I landed in a nearly vacant airport with a stern voice warning of the pandemic over the intercom. I had come to Ireland on a nearly vacant plane and had slept on the flight with my mask on. I sat on a bus with ten rows between me and the one other passenger and recounted moments from last I was here as we drove through Dublin to the university. The welcoming committee stood behind glass. I zigzagged through the rope course where crowds were meant to queue, unsure of when to acknowledge the gazes of the biding staff.
Life is constructed in such a self-centric way. “I” am the subject, always. And from such vantage, each reality is formed. However, in these moments, I am pulled from my pinhole view. The world expands rapidly and panoramically. It was naive to see this pandemic as my issue, or America’s issue, or any derivation or combination of the two. But I am naive, and experience is my teacher. And so Ireland has taught me to step back and observe how connected and interdependent the world is.
It is obvious, but I will state anyways, that my experience here has sidestepped expectations. I haven’t met an Irish person. I haven’t been to any buildings on campus. I haven’t spoken to a classmate. I haven’t even seen all of my professors’ faces. I feel, in many ways, like a perpetual tourist. As a tourist, I have strolled streets and peered in windows that spill gold onto the sidewalk and wondered what dinner the dwellers will have that night. I have eavesdropped on conversations and made a mental note of where my witty comment would fit.
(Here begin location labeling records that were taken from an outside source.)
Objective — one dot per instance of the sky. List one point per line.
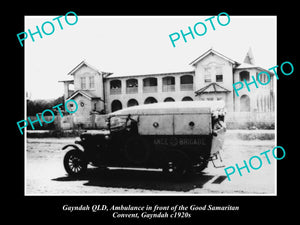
(137, 45)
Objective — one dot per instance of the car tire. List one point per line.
(137, 150)
(75, 163)
(176, 165)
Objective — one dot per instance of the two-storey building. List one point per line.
(212, 78)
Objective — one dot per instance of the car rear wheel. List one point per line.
(176, 165)
(74, 162)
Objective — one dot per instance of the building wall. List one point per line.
(261, 99)
(213, 62)
(159, 93)
(86, 72)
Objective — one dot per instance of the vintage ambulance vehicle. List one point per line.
(177, 137)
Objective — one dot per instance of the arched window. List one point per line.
(131, 86)
(169, 99)
(116, 105)
(168, 84)
(132, 102)
(187, 98)
(186, 83)
(150, 100)
(245, 103)
(150, 85)
(115, 87)
(244, 75)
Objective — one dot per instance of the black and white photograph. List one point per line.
(154, 117)
(143, 113)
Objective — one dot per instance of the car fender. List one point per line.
(76, 146)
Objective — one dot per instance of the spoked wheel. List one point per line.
(74, 162)
(177, 166)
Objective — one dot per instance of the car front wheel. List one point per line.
(74, 162)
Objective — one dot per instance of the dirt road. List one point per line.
(45, 175)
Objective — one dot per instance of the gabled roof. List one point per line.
(86, 94)
(82, 63)
(211, 88)
(211, 51)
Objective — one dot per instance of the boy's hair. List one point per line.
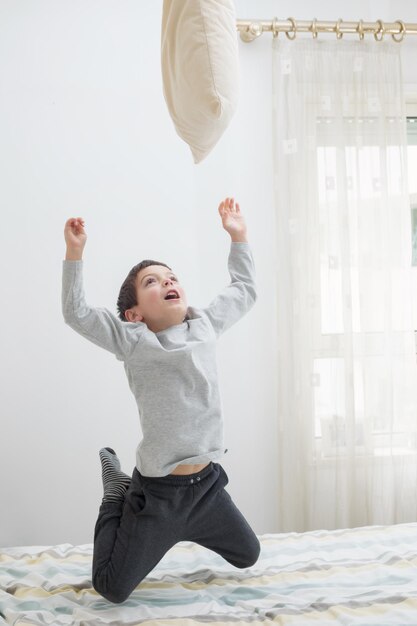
(127, 295)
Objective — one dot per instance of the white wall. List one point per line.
(85, 131)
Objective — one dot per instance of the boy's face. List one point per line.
(157, 306)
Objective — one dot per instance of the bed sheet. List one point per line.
(363, 576)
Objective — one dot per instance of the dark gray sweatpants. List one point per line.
(132, 537)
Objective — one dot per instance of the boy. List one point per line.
(176, 492)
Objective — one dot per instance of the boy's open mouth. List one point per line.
(172, 295)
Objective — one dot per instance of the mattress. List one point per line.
(365, 576)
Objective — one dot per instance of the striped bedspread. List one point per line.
(365, 576)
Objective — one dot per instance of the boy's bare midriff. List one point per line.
(188, 469)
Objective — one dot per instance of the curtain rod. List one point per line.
(251, 29)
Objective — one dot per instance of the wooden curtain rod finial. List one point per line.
(253, 31)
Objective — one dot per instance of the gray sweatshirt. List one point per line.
(172, 373)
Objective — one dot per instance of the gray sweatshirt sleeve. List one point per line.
(240, 295)
(98, 325)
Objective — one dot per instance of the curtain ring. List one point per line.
(380, 31)
(293, 30)
(275, 31)
(398, 37)
(339, 34)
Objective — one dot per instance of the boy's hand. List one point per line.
(232, 219)
(75, 237)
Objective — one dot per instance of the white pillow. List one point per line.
(200, 69)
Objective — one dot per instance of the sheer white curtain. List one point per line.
(347, 383)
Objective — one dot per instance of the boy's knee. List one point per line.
(251, 555)
(114, 594)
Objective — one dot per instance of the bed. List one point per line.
(365, 576)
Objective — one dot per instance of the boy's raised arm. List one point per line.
(98, 325)
(240, 295)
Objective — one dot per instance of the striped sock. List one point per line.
(115, 482)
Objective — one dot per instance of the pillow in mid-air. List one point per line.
(200, 69)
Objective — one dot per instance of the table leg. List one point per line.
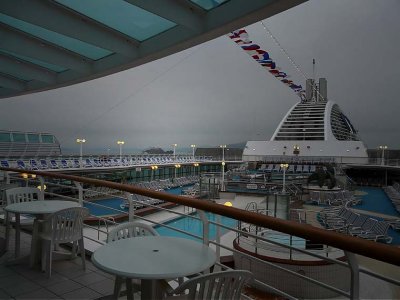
(151, 289)
(35, 245)
(17, 234)
(7, 231)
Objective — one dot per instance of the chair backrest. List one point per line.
(130, 229)
(22, 194)
(66, 225)
(219, 285)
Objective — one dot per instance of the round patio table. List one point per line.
(39, 209)
(153, 258)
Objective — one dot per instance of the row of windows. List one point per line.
(26, 137)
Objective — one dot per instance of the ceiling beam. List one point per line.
(21, 43)
(4, 92)
(12, 83)
(182, 13)
(57, 18)
(11, 65)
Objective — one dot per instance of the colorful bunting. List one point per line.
(241, 37)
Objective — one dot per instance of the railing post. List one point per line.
(355, 276)
(131, 206)
(206, 233)
(80, 192)
(7, 177)
(41, 195)
(218, 238)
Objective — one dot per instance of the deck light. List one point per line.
(174, 145)
(284, 167)
(383, 148)
(120, 143)
(40, 187)
(81, 142)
I have showered and dressed and sat alone, hoping for a pair of eyes to find me and confirm my existence. To remind me I am real.
From these moments, I have grown. I have found deeper reasons to study in the absence of validation. I see that my knowledge is my power and I will forge and yield it. I have unearthed a bolder self in the absence of recognition. A will to exist and be good anonymously. Most of all, I have affirmed my passion. The work of ethics in machine learning is the work of the observer. Observation of a field, of its effects, of who controls the data, from whom it has been taken, and toward whom it will be applied. I must release myself from all of these roles and yet know them all equally. I see now the beauty in this solitude state. Perhaps a twisted trick, but one that has pushed me in ways I could not push myself. It has forced me to face the uncomfortable self-lackings that constant companionship conceals.
So, while Ireland has not spoken to me, she has taught me. I will stay steadfast in pursuit of my passions. I will walk the streets and wonder. I will think critically and question before accepting. I will step back and widen my view. I am a tourist, perpetually. And yet, this place has begun to shape me.